Rune Nyord
Genealogies of the Ancient Egyptian Afterlife in Modern Thought
The main objective of my Samuel H. Kress Senior Fellowship was the completion of a book manuscript exploring the history of the modern understanding of the ancient Egyptians’ afterlife beliefs. The overall argument of the book is that fundamental ideas in the modern interpretation of Egyptian mortuary religion have roots in early modern and 19th-century European intellectual frameworks, and that these were in place well before Jean-François Champollion’s decipherment of the Egyptian hieroglyphs in 1822 gradually began to give access to ancient written sources and indigenous conceptualizations. These ideas became entrenched through the middle of the 19th century, when ancient Egypt was mobilized on numerous occasions in theological, colonial, and scientific debates encouraging scholars to focus on (mainly negative) parallels with contemporary ideas. This resulted from a narrow and carefully selected canon of images and a general lack of engagement with extant ancient texts.
The book shows that such concepts as the ethical judgment of the dead and the quest for eternal life in fact owe more to 19th-century models derived ultimately from early modern expectations than to Egyptian sources. More importantly, as the written and material sources were increasingly understood, they were largely fitted into this conceptual framework instead of being used to question or nuance it. In this way, many of these ideas were carried over into the modern discipline of Egyptology and to a wide extent are still with us today, not just in introductory textbooks and outreach communication, but also in specialized research.
Two main turning points are identified in the history of the Western notion of the ancient Egyptian afterlife. The first follows the advent of the printing press in Europe in the 15th century, which made the writings of classical authors like Herodotus and Diodorus Siculus available to European scholars interested in explaining observable ancient Egyptian practices such as mummification and the construction of enormous funerary monuments. Classical authors were not just passively accepted as authorities; rather, their narratives were negotiated against expectations largely derived from Christianity, notably that the Egyptians should be occupied by concerns such as judgment, salvation, and eternal life. Notably, while Herodotus describes Egyptian beliefs in a mechanical system of reincarnation—where after death the soul must go through bodies belonging to each animal species in turn—this conception was usually reinterpreted with inspiration from other writings, such as those of Plato, as an ethical procedure where the nature of the soul’s next body was determined by the soul’s behavior in its previous life. Similarly, Diodorus’s description of a ritual where, prior to the funeral, survivors could present grievances against the deceased, the nature and severity of which were used to determine the deceased’s right to be buried, was frequently understood to imply a procedure of divine afterlife judgment along broadly Christian lines. Major events such as the Protestant Reformation tended to shift the emphasis in such interpretations rather than change their substance.

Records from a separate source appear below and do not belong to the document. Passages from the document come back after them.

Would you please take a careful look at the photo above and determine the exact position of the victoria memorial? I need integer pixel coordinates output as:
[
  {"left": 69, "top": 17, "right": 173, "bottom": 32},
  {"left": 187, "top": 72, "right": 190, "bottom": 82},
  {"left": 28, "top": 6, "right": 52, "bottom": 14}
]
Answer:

The second turning point also related to access to a new body of source material, this time in the wake of Napoleon’s invasion of Egypt in 1798, which coincided roughly with a more general empirical turn toward documenting and interpreting primary sources. The images, and in time also texts, made available both by the scientific branch of the invasion itself and by the heightened activity in Egypt it impelled provided a new kind of source for understanding Egyptian religion that could in principle be used to evaluate the conventional framework and the classical authors. In practice, however, my research shows that this new material was not only carefully sifted to focus on specific scenes such as those believed to depict the judgment of the dead, but also tended to be made to conform to the existing framework rather than be used to question or adjust it. While apparently the mid-19th-century rejection of Herodotus’s notion of metempsychosis presents a significant break with tradition, I contend that it fits naturally in a long trajectory of increasing approximation between ancient Egyptian mortuary religion and popular Christian beliefs in an individual, eternal, transcendent afterlife as the reward for a pious life on earth.
Ultimately, the book raises significant challenges to the modern paradigm of understanding ancient Egyptian funerary culture, the main parts of which can be traced directly back to the 19th-century ideas analyzed in it. In particular, it strongly suggests the need for a new framework based on indigenous and coeval concepts and terminology rather than Christian expectations. Originally planned as the second half of a single book tackling the historiography of Egyptology, this challenge is now to be taken up in a separate book project, which the fellowship allowed me to begin outlining after having completed the manuscript of the historiographic volume.
Emory University
Samuel H. Kress Senior Fellow, 2022–2023
Rune Nyord will return to his position at Emory University in Atlanta for the fall semester of 2023 as associate professor in the Art History Department.